Longues crêtes oubliées par un pottok menaçant la vie. Le chemin divague près du brouillard, proche du précipice.
Ces pentes, jalouses de verdure, invitent au remède par la beauté. Les brebis bleues inversent le ciel délicatement.
Ces lieux remémorent d’antiques traversées, de celles qui se gravent dans les plis des hêtres. Ces arbres têtards ignorent tout de leurs légendes, figent chaque pas.
Notre groupe se libère au fur et à mesure de son avancée, heureux de laisser les difficultés derrière. Au bout de quelques heures, les jambes flottent d’elles mêmes, comme une impression d’apesanteur.
L’itinéraire de descente, si fin, est comme un poème laissé à la montagne :
La Nature est un temple où de vivants piliers
Laissent parfois sortir de confuses paroles;
L’homme y passe à travers des forêts de symboles
Qui l’observent avec des regards familiers.
Comme de longs échos qui de loin se confondent
Dans une ténébreuse et profonde unité,
Vaste comme la nuit et comme la clarté,
Les parfums, les couleurs et les sons se répondent.

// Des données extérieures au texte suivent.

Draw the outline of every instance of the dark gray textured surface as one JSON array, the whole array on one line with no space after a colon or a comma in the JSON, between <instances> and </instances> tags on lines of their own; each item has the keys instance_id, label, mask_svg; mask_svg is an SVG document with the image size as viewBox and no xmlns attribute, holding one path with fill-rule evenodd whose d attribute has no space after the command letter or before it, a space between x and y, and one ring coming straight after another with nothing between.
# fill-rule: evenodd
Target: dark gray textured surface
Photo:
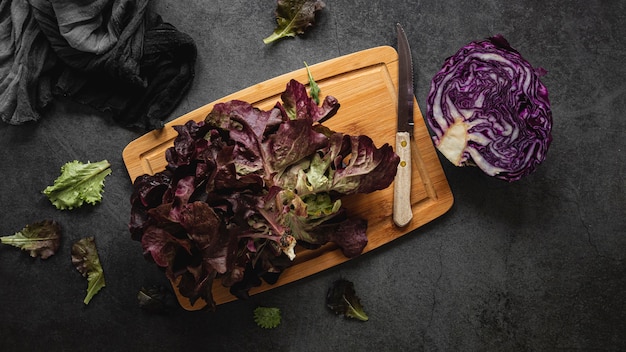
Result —
<instances>
[{"instance_id":1,"label":"dark gray textured surface","mask_svg":"<svg viewBox=\"0 0 626 352\"><path fill-rule=\"evenodd\" d=\"M0 246L2 351L618 351L626 350L626 2L333 1L305 36L266 46L273 1L165 1L165 21L194 37L194 86L172 119L255 83L336 56L413 49L422 111L430 78L471 40L503 34L549 71L554 142L535 174L513 184L442 162L452 209L334 269L218 307L142 312L142 285L165 283L129 238L131 185L122 150L139 134L59 102L36 125L0 126L0 235L57 219L60 252L46 261ZM41 191L72 159L108 159L103 202L55 210ZM107 286L87 307L69 247L93 235ZM333 280L352 280L370 316L324 306ZM283 323L262 330L257 304Z\"/></svg>"}]
</instances>

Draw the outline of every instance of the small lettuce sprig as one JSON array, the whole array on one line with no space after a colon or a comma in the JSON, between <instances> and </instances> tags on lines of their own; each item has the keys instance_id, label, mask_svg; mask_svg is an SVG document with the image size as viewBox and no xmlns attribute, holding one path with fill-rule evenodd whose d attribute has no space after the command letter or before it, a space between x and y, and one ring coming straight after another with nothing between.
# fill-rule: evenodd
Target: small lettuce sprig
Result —
<instances>
[{"instance_id":1,"label":"small lettuce sprig","mask_svg":"<svg viewBox=\"0 0 626 352\"><path fill-rule=\"evenodd\" d=\"M61 175L43 194L60 210L78 208L84 203L95 205L102 200L104 179L110 174L111 164L106 160L95 163L74 160L61 167Z\"/></svg>"},{"instance_id":2,"label":"small lettuce sprig","mask_svg":"<svg viewBox=\"0 0 626 352\"><path fill-rule=\"evenodd\" d=\"M315 13L326 5L321 0L278 0L276 4L276 28L263 43L269 44L281 38L295 37L315 23Z\"/></svg>"},{"instance_id":3,"label":"small lettuce sprig","mask_svg":"<svg viewBox=\"0 0 626 352\"><path fill-rule=\"evenodd\" d=\"M273 329L281 322L280 309L276 307L256 307L254 309L254 322L263 329Z\"/></svg>"},{"instance_id":4,"label":"small lettuce sprig","mask_svg":"<svg viewBox=\"0 0 626 352\"><path fill-rule=\"evenodd\" d=\"M306 67L306 73L309 76L309 95L311 96L313 101L315 101L315 104L319 104L320 86L318 86L317 82L315 82L315 78L313 78L313 75L311 74L311 69L309 68L309 65L307 65L306 61L304 62L304 67Z\"/></svg>"}]
</instances>

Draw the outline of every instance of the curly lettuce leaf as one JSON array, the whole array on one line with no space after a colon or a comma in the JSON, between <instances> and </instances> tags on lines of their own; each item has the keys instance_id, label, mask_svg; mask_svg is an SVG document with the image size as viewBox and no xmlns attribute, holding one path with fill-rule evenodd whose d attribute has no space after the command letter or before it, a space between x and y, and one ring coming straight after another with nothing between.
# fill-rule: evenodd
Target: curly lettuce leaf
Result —
<instances>
[{"instance_id":1,"label":"curly lettuce leaf","mask_svg":"<svg viewBox=\"0 0 626 352\"><path fill-rule=\"evenodd\" d=\"M89 304L93 296L105 286L104 271L94 237L81 238L72 245L72 264L87 278L87 294L83 303Z\"/></svg>"},{"instance_id":2,"label":"curly lettuce leaf","mask_svg":"<svg viewBox=\"0 0 626 352\"><path fill-rule=\"evenodd\" d=\"M256 307L254 322L263 329L273 329L280 325L280 309L276 307Z\"/></svg>"},{"instance_id":3,"label":"curly lettuce leaf","mask_svg":"<svg viewBox=\"0 0 626 352\"><path fill-rule=\"evenodd\" d=\"M82 163L74 160L61 167L61 175L43 193L61 210L74 209L84 203L94 205L102 200L104 179L111 174L111 164L99 162Z\"/></svg>"},{"instance_id":4,"label":"curly lettuce leaf","mask_svg":"<svg viewBox=\"0 0 626 352\"><path fill-rule=\"evenodd\" d=\"M14 235L0 237L0 242L28 251L33 258L47 259L59 250L61 225L54 220L39 221Z\"/></svg>"},{"instance_id":5,"label":"curly lettuce leaf","mask_svg":"<svg viewBox=\"0 0 626 352\"><path fill-rule=\"evenodd\" d=\"M263 43L269 44L285 37L295 37L315 23L315 12L326 6L321 0L278 0L276 28Z\"/></svg>"}]
</instances>

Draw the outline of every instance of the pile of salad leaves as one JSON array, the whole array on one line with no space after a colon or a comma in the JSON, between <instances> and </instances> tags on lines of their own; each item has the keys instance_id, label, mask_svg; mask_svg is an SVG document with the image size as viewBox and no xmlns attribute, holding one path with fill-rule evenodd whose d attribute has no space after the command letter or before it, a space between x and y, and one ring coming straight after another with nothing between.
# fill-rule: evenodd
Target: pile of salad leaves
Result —
<instances>
[{"instance_id":1,"label":"pile of salad leaves","mask_svg":"<svg viewBox=\"0 0 626 352\"><path fill-rule=\"evenodd\" d=\"M268 111L232 100L175 126L166 169L133 182L131 237L192 304L215 309L218 277L238 298L275 283L296 244L334 242L347 257L367 244L367 221L341 198L388 187L398 156L322 125L339 109L332 96L316 104L291 80L281 100Z\"/></svg>"}]
</instances>

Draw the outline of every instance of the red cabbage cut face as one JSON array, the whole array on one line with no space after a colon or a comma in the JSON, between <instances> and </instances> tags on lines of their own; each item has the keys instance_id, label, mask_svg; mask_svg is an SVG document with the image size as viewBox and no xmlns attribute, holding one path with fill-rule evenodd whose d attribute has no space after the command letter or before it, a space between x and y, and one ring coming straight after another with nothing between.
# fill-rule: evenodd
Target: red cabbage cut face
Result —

Il est des parfums frais comme des chairs d’enfants, Doux comme les hautbois, verts comme les prairies, — Et d’autres, corrompus, riches et triomphants,
Ayant l’expansion des choses infinies,
Comme l’ambre, le musc, le benjoin et l’encens, Qui chantent les transports de l’esprit et des sens.
Baudelaire, Les Fleurs du mal IV
Envoutés par ces profondes pensées, nous dévalons vers l’alléchant Baigorry : refuge sacré de la première gorgée, du patxaran évocateur, et du lit réparateur.
Le lendemain, la légèreté des mots n’allège pas nos jambes contrariées. L’échauffe prend son temps, disperse quelques récompenses au gré du vent. Le vautour tarde à prendre son envol, souhaitant nous montrer le passage.
A présent, tout devient bucolique.
Par une tendre alchimie, ensemble, nous prenons un dernier élan pour plonger dans la grande bleue.